El primer modelo de invernadero inteligente en funcionamiento en México ya es una realidad. Se encuentra en las instalaciones de los Fideicomisos Instituidos en Relación con la Agricultura (FIRA) en Tezoyuca, Morelos.
Este invernadero inteligente cuenta con sistemas de monitoreo inalámbricos y de control automatizado, capaces de controlar las variables más importantes que afectan la fisiología y la productividad de los cultivos. Además implementa biofungicidas y fertilización biológica con productos hechos a base de las bacterias Bacillus subtilis y Azospirillum brasilensis.
El invernadero es resultado del proyecto Integración de desarrollos en biotecnología, automatización y tecnologías de la información para establecer un modelo escalable de producción sustentable e inocua de hortalizas en invernadero, en donde participan científicos de la UNAM, de FIRA y del Colegio de Posgraduados, con el apoyo del Consejo Nacional de Ciencia y Tecnología (Conacyt), a través del fondo Problemas Nacionales,
Colaboración que da frutos
El doctor Enrique Galindo Fentanes, del Instituto de Biotecnología y responsable del proyecto, puntualizó que el objetivo es contribuir a incrementar la competitividad del sector agrícola mexicano, en particular el de hortalizas como jitomate y pimiento, a través de la producción de alimentos de alta calidad, inocuos y susceptibles de comercializarse tanto en el mercado nacional como en el extranjero.
Investigadores del Instituto de Ciencias Físicas de la UNAM contribuyen a este invernadero con los sistemas de monitoreo inalámbricos y de control automatizado.
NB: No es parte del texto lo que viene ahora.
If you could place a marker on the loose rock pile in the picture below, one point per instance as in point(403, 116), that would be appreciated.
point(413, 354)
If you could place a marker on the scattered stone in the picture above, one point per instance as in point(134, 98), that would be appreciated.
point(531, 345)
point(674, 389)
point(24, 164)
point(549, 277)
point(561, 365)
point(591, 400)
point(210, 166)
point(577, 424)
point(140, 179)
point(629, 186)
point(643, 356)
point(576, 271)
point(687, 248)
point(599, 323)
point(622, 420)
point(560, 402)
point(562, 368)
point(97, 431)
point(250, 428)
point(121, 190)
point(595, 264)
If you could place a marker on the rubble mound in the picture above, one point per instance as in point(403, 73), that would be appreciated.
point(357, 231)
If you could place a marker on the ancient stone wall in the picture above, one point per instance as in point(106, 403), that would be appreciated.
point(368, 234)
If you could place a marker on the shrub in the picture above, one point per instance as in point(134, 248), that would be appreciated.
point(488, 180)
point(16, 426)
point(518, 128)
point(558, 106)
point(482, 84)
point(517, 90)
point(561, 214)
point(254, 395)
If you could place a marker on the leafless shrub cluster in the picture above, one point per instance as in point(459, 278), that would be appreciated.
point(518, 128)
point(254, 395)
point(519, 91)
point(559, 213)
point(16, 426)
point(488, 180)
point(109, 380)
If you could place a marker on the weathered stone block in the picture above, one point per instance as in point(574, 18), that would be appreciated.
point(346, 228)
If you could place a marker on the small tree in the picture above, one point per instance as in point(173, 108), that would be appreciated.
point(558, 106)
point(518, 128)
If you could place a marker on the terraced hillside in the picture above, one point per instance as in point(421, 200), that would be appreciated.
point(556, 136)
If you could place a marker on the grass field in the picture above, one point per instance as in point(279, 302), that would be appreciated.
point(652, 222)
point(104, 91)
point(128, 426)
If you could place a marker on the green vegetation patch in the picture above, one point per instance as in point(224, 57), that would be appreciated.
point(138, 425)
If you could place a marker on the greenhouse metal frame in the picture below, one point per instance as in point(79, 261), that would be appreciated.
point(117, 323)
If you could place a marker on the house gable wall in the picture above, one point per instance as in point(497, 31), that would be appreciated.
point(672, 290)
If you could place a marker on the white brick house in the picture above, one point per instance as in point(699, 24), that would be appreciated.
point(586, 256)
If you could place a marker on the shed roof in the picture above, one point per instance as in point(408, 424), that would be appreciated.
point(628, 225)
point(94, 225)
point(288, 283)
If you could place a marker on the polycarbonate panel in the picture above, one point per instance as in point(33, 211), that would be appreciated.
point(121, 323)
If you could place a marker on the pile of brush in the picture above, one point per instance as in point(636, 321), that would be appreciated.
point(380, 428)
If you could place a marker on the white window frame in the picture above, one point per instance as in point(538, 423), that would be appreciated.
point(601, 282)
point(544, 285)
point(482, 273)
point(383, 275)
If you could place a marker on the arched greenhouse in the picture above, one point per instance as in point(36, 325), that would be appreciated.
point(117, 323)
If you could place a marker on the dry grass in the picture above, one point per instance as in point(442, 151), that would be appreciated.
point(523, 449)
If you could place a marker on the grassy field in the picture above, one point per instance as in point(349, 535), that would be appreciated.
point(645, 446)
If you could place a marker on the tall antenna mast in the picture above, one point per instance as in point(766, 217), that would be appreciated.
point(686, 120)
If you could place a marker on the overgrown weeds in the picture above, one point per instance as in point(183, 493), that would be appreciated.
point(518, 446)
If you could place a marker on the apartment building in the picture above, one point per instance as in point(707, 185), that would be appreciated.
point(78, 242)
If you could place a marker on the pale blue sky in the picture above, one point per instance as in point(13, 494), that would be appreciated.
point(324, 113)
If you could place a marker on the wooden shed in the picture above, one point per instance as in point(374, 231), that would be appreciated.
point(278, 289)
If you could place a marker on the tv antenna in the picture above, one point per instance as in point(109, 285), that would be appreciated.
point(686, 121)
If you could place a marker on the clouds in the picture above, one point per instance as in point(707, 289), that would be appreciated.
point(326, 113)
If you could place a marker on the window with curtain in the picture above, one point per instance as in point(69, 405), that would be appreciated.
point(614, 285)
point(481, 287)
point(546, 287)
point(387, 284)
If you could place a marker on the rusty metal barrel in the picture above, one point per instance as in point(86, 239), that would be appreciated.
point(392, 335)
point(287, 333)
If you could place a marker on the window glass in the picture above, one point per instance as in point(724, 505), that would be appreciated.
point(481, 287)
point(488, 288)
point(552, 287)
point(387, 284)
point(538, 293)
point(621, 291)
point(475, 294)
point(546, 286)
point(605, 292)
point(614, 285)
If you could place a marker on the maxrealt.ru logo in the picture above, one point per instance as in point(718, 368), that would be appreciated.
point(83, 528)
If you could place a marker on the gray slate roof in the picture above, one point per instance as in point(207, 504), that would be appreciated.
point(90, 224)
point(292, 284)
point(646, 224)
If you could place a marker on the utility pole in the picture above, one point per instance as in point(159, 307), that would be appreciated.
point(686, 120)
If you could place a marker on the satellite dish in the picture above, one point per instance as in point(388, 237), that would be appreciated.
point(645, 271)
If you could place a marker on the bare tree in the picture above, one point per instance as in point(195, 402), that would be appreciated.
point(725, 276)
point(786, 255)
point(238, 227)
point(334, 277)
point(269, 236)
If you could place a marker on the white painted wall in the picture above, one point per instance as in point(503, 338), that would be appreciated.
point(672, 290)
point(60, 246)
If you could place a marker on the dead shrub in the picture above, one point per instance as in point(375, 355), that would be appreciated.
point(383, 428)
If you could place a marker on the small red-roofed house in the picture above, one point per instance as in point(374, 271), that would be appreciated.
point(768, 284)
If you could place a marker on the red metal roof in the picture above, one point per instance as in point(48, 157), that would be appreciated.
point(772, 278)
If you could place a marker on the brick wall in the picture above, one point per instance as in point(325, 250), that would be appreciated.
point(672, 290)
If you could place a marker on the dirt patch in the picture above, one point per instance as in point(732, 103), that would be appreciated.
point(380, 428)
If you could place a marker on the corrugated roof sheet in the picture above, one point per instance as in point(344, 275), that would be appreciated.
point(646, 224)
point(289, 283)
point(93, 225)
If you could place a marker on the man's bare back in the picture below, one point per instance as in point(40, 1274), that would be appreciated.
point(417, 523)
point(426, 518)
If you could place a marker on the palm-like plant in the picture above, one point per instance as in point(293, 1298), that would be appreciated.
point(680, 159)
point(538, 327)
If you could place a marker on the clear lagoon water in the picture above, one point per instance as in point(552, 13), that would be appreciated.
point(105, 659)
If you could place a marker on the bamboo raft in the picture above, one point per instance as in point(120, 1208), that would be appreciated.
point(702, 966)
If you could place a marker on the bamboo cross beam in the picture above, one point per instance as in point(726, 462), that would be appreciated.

Por su parte, investigadores del Instituto de Investigaciones Biomédicas y de Biotecnología colaboran con biofertilizantes y biofungicidas.
Los expertos de FIRA y del Colegio de Posgraduados aportan su experiencia en aspectos agronómicos y fitopatológicos de los cultivos, así como con sus trabajos relacionados con las tecnologías que permiten reducir significativamente el consumo de agua y de nutrimentos.
“En México, el uso de invernaderos no es una tecnología nueva. No obstante, las innovaciones que proponemos con este proyecto van en una dirección específica. Por ejemplo, ya sabemos que se puede incrementar la producción en cinco veces en relación con los cultivos en campo abierto, además se puede producir todo el año y es posible aprovechar ventanas de mercado para obtener precios competitivos”, informó el investigador de la UNAM.